As a middle-class American, you may assume that trust funds are only useful for the very wealthy. However, if you own a home and have other assets you would like to pass on to loved ones, creating a living trust may be a smart financial choice.
This important estate-planning tool allows you to fund a trust that manages your assets during your life and gives instructions for how property should transfer to heirs and beneficiaries after your death.
How do living trusts work?
You can fund a living trust with many different types of assets, including investments, bank accounts, life insurance policies, real estate and personal property. When you create the trust, you can choose to manage the fund yourself during your lifetime or name someone else to act as trustee.
You should also name a backup trustee. If you choose to manage the trust yourself, your successor may be able to take over if you become incapacitated. Your backup trustee can also take care of distributing your assets after your death according to the terms you outline.

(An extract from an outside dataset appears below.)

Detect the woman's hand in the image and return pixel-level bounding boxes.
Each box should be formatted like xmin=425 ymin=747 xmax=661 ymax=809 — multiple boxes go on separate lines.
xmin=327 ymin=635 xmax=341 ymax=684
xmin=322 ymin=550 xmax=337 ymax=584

What are the benefits of a living trust?
Having a trust in addition to a will may help you to make the management and transfer of your assets smoother both during and after your lifetime. Common reasons to create a living trust include:
- Having assets pass directly to heirs without going through probate
- Keeping details about the size of your estate and gifts to heirs, beneficiaries private
- Designating an alternate/successor trustee who can take over your finances easily if you become incapacitated
Finally, living trusts are often an attractive choice because they are flexible. If you want to remove assets, choose a different trustee, change beneficiaries or terminate the trust entirely, you may do so whenever you wish.